Am zweiten Tag dann der Besuch bei unserem Olivenbauern. Dieser konnte es auch kaum erwarten, uns seine Bäume zu zeigen und uns zu fast jedem davon eine Geschichte zu erzählen. Zumindest hatte es den Anschein. Die Oliven hingen auch schon dunkelgrün und saftig an den Ästen. Er zeigte uns, dass auch die ersten Früchte schon reif sind und herunterfallen. Das sei aber jedes Jahr so, dass es ein paar „Frühreife“ gibt die randalieren. Diese würden allerdings die Qualität der Ernte und auch den eigentlichen Zeitpunkt verraten, an dem es dann wirklich losgeht. Er prognostizierte uns den 10. November. Und dann berichtete er freudestrahlend, dass es dieses Jahr eine selten gute Ernte geben werde und die Ausbeute sehr gut wäre, weil das Klima perfekt gewesen sei. Somit könne er auch die Verbraucher in der Region direkt beliefern und könne so den Literpreis stark senken.

Wir besichtigten die Haine und konnten uns nun direkt ein Bild davon machen, wie die Pflege umgesetzt wird. Natürlich zeigte er uns auch die Bäume, die dieses Jahr „Urlaub“ haben, wie er es nannte. Diese standen frisch beschnitten im aufgelockerten Boden und konntenn sich nun erst einmal erholen. Ganz besonders stolz sei er, dass er ohne jeglichen Einsatz von Chemie seine Bäume so wunderbar gesund erhalten könne. Das sei das Ergebnis von Erfahrung, die seit Generationen weitergegeben wird.

Außerdem haben sich ein paar Bauern, Metzger, Bäcker und Imker aus der Region, inspiriert durch unsere Kampagne, zusammengetan und haben eine Bauern-Kooperative gegründet. Die Mitglieder treffen sich nun jede Woche und diskutieren, wie sie ihre Produkte wieder nachhaltig, ehrlich und natürlich herstellen können. Schließlich wären alle Voraussetzungen gegeben, und es mache sich schon lange ein Unmut bemerkbar, weil ihnen bewusst wird, dass die Industrialisierung zwar anfangs Arbeitsplätze gebracht hat, letztendlich die schöne Gegend kaputt und die Leute krank macht.

Diese Neuigkeit freute uns natürlich auch extrem, und wir machten uns, zuhause angekommen, sofort ans Rechnen. Die Ersparnis beträgt über 20%. Und selbstverständlich werden wir diesen Preis auch an euch weitergeben. Zur Feier des Tages lud Giovanni mich abends zum Essen in ein Lokal seines Onkels ein. Hätte ich gewusst was da auf mich zukommt, hätte ich eine Woche davor eine Diät eingelegt.
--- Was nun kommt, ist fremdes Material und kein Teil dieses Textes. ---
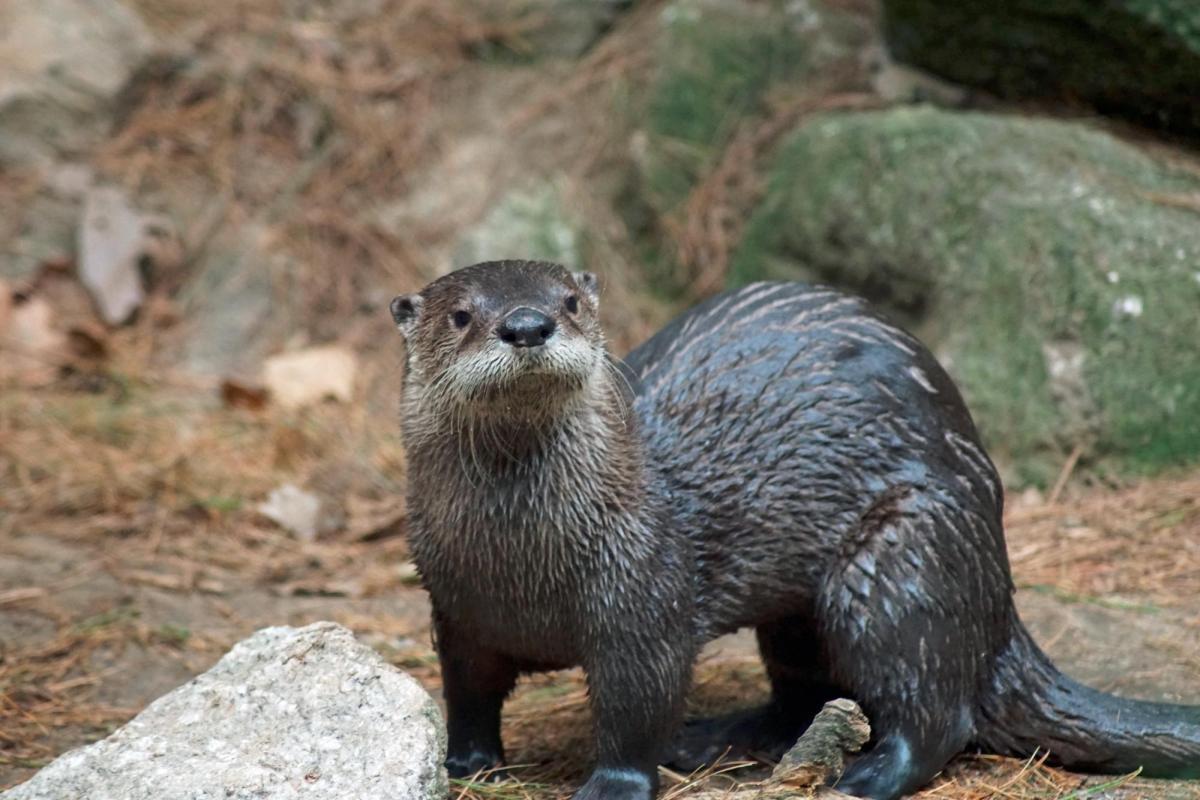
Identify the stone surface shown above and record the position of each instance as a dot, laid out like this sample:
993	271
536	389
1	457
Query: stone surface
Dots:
1135	58
288	713
1053	269
112	240
718	65
235	305
61	66
531	222
557	28
304	377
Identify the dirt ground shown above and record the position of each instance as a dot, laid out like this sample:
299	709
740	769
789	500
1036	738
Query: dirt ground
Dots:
100	617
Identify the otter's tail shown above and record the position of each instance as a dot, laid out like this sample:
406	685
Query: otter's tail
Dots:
1031	705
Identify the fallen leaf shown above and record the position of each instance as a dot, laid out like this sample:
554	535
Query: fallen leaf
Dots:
238	395
305	377
88	342
112	240
33	348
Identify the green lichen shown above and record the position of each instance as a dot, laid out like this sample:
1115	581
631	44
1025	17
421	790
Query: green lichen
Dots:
1054	269
1134	58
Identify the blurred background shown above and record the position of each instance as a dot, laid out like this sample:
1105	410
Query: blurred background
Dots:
205	208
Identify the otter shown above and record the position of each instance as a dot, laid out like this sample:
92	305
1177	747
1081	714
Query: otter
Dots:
779	457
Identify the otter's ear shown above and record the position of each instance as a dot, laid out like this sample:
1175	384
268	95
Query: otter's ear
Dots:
406	310
588	283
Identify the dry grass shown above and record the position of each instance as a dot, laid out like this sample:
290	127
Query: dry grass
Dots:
1141	541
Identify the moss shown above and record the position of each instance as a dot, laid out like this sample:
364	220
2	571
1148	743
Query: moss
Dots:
718	66
1039	260
1134	58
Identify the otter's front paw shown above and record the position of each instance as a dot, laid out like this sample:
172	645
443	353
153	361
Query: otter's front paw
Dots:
609	783
467	764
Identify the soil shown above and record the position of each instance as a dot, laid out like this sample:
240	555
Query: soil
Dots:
153	638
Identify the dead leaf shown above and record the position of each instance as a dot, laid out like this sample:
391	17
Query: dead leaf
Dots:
238	395
33	348
13	596
89	342
305	377
112	240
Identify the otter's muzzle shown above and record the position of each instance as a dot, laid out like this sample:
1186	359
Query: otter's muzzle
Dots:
526	328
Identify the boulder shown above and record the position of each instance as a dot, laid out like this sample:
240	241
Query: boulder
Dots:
288	713
1054	269
718	65
63	64
529	222
238	304
1139	59
550	28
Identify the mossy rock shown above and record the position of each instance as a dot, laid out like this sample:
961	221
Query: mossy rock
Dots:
717	66
1053	269
1133	58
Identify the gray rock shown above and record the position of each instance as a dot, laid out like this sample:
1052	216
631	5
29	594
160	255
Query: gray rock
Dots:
235	305
523	223
1138	59
64	62
568	28
288	713
1051	268
112	240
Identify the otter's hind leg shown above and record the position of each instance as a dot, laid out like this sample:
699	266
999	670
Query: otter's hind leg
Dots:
907	618
799	687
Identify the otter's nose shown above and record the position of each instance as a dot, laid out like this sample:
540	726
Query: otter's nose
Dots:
526	328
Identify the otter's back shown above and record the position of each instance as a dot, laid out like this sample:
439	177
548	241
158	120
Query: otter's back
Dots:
777	414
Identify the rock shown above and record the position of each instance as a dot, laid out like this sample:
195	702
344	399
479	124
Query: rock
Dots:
1134	58
42	229
523	223
1051	268
300	512
840	728
63	64
305	377
567	28
288	713
234	308
112	240
31	343
721	70
547	28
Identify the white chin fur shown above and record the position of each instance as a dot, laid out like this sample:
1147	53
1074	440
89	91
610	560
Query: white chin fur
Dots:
497	365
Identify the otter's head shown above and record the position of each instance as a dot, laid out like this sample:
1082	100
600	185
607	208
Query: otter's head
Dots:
516	340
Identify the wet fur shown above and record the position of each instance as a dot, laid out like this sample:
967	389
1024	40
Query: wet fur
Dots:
778	457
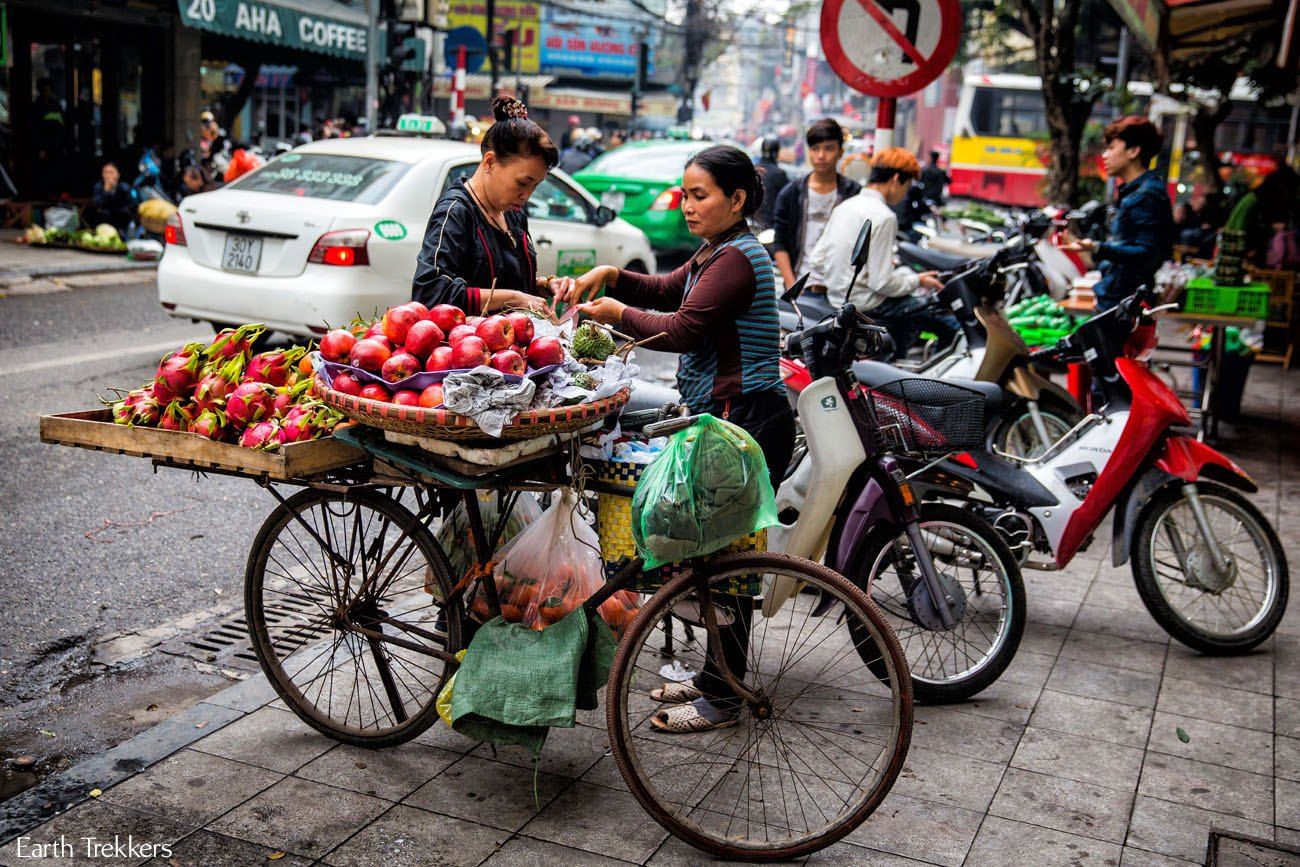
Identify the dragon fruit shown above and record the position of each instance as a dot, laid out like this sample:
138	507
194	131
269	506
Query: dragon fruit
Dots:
264	436
178	372
217	382
211	424
125	408
177	416
273	367
234	341
250	402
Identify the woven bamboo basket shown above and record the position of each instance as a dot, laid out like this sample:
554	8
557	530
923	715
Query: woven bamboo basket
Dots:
443	424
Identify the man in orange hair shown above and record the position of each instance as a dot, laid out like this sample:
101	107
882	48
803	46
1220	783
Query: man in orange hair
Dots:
893	297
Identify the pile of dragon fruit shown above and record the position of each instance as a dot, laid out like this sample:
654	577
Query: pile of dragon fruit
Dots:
225	393
388	356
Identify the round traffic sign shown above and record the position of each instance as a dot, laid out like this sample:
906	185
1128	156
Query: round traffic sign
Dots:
889	47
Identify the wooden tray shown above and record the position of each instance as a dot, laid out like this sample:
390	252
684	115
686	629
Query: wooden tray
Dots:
95	429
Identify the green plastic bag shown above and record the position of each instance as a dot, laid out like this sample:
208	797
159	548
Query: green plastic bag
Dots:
705	490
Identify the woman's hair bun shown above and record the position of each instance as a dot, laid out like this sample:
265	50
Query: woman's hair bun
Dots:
505	108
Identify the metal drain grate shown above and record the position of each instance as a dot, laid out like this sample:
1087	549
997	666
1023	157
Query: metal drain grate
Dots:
229	640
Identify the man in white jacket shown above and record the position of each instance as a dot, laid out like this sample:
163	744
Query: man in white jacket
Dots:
887	293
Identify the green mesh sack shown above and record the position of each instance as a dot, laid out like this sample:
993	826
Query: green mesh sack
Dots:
705	490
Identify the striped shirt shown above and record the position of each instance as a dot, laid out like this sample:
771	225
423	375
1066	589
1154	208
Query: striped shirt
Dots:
723	320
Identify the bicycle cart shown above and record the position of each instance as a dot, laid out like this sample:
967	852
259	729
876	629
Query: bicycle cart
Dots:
356	619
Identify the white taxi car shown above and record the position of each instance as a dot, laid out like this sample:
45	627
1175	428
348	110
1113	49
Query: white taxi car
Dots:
333	229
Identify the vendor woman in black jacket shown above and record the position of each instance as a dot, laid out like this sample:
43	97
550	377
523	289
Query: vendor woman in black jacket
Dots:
477	252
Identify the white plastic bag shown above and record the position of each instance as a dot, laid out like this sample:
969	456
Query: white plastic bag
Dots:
553	567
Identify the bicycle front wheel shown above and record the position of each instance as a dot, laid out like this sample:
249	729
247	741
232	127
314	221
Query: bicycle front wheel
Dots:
341	594
805	763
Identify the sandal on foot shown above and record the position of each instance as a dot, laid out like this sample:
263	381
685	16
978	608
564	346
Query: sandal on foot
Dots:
676	693
688	719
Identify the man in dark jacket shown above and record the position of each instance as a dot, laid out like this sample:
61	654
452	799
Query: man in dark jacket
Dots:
804	208
774	181
1142	234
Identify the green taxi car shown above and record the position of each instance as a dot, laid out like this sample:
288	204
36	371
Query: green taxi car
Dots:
642	182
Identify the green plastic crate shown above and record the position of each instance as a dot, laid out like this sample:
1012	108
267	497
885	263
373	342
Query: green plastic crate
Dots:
1204	295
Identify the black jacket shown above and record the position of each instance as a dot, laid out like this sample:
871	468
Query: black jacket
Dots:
788	217
463	254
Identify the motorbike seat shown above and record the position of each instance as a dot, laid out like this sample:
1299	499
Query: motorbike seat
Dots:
930	259
878	373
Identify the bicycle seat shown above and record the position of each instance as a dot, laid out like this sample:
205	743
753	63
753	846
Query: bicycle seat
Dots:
930	259
878	373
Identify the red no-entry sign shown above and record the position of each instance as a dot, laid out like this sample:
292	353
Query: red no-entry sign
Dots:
889	47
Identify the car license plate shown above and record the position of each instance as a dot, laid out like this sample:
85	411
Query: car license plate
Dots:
242	254
612	199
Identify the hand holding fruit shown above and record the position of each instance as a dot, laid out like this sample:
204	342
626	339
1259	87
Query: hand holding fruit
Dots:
586	286
606	311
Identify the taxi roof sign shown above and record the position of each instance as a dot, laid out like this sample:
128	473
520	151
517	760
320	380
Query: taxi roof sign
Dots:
421	125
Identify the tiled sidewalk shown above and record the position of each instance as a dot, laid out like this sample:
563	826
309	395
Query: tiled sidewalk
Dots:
1071	758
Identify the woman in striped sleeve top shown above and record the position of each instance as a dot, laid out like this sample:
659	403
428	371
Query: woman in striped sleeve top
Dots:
719	312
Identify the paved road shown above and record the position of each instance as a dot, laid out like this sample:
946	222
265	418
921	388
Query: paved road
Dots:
99	549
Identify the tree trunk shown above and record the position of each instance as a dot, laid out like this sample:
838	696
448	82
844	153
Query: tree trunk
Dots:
1205	122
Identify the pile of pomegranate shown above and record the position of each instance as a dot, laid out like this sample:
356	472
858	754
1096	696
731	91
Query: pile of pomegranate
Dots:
412	338
225	393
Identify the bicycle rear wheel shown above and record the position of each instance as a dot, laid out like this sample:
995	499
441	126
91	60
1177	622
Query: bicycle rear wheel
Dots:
341	595
806	764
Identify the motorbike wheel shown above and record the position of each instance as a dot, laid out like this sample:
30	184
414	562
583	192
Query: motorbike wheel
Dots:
1017	436
978	569
1210	612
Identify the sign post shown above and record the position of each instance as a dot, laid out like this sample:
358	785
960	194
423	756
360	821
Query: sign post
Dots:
889	48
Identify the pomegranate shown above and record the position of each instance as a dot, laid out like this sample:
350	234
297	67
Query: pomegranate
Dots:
376	391
273	367
497	333
337	346
469	352
460	333
446	317
347	384
399	365
178	372
369	355
423	338
440	359
432	397
250	402
545	351
523	325
398	321
234	341
510	362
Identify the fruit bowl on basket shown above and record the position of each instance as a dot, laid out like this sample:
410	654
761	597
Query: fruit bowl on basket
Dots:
445	424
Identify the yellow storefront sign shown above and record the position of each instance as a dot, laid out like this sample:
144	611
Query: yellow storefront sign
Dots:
508	14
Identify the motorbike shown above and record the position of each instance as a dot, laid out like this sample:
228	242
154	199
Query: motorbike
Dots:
941	573
1030	412
1208	566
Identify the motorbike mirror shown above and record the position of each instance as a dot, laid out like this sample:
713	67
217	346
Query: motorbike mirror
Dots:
796	290
861	251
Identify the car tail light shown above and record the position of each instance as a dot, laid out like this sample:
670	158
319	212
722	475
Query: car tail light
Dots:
174	230
667	200
343	248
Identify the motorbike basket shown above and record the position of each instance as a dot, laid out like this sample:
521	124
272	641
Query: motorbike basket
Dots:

Obwohl Giovanni ständig erwähnt, dass die kalabresische Küche eher einfach ist, habe ich doch selten so gute Meeresfrüchte und gegrillten Fisch gegessen. Auch das Gebäck zum Dessert war ein Gedicht.

Mit vollem Magen schleppten wir uns wieder in unsere Unterkunft. Dieser Tag war ein voller Erfolg.

Da wir nun alles erledigt hatten und es am nächsten Tag sehr stark zu regnen begonnen hat, beschlossen wir, unsere Zelte abzubrechen und wieder nach Deutschland zu fahren um die gewonnenen Erkenntnisse in das Konzept einzuarbeiten. Somit ist ab sofort nicht nur das Eulivenöl günstiger, sondern alle, die schon bestellt haben, können sich über die Rückzahlung der Differenz freuen. So sieht für uns eine kollektive Initiative aus!

Die letzten Wochen bis zur Ernte gibt es noch viel zu tun, und ich freue mich schon auf die nächste Reise im November, wenn wir dann live bei der Ernte dabei sein können und euch den Lohn der Mühen mit nach Deutschland bringen können.